The expected level of “under-demand” – by how much real demand fails to meet our expected lead-time demand – is a factor multiplied by the standard deviation of lead-time demand. For fairly large order quantities, this factor turns out to be about 0.4, a little lower for smaller order quantities, but let’s use 0.4 for now.

This means that the percentage of time any particular product will be over-stocked will be given by 0.4 x standard deviation of leadtime demand / order quantity.

If we have all this information for our stocked range, we could in principle run this equation for every product, and that would provide us with a “best case” overstock level to assess our performance.

Simplified example

Suppose a product sells 100 each month, has a lead time of one month and that the ROP/OU parameters are 200 and 400. So we expect the stock to cycle between 100 and 300. Furthermore, suppose the standard deviation of monthly demand is 50.

Plugging this into the formula above, we would expect the product to have in excess of 300 in stock about 0.4 x 50 / 200 = 10% of the time. So if all products had the same sort of characteristics, we would expect about 10% of them to be in overstock at any one time.
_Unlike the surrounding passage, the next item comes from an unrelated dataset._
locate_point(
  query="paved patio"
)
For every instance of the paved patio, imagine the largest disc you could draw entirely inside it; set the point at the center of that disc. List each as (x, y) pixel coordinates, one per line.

If we change the ROP/OU parameters to be 200 and 300, so we now normally order in lots of 100 and stock cycles between 100 and 200, the equation becomes 0.4 x 50 / 100 = 20%. The smaller the order quantity, the higher the expected level of overstock. (It’s not quite as neat as inversely proportional because the 0.4 factor reduces, and in fact at a certain level the results start to flatten off.) We should note however that overall, stock levels have fallen because we have reduced our target stocks – the problem is that we hit those targets less of the time.

Now if the lead time goes up to 4 months, so the ROP/OU parameters are 500 and 600, stock will still cycle between 100 and 200, but now the standard deviation of lead-time demand goes up to 100, so we get 0.4 x 100/100 = 40%. It works the other way round too, so reducing the lead-time reduces overstocks.

Lean lessons

For the customer-facing end of the supply chain, opportunities for smoothing demand are much more limited than they are in, for example, a manufacturing environment, where much of the demand variability is system-generated.

The results above suggest that order-size reduction on its own can have some undesirable consequences, but that should not distract us. The benefit will be lower stocks, smoother demand transition up the supply chain, and consequently more reliable supply. It should also facilitate lead-time reduction – which then mitigates the problems.

We should also bear in mind that in practice this overstock phenomenon may be massively outweighed by the effects of slow-moving stock, new product introductions, trends or seasonality, and poor management and control.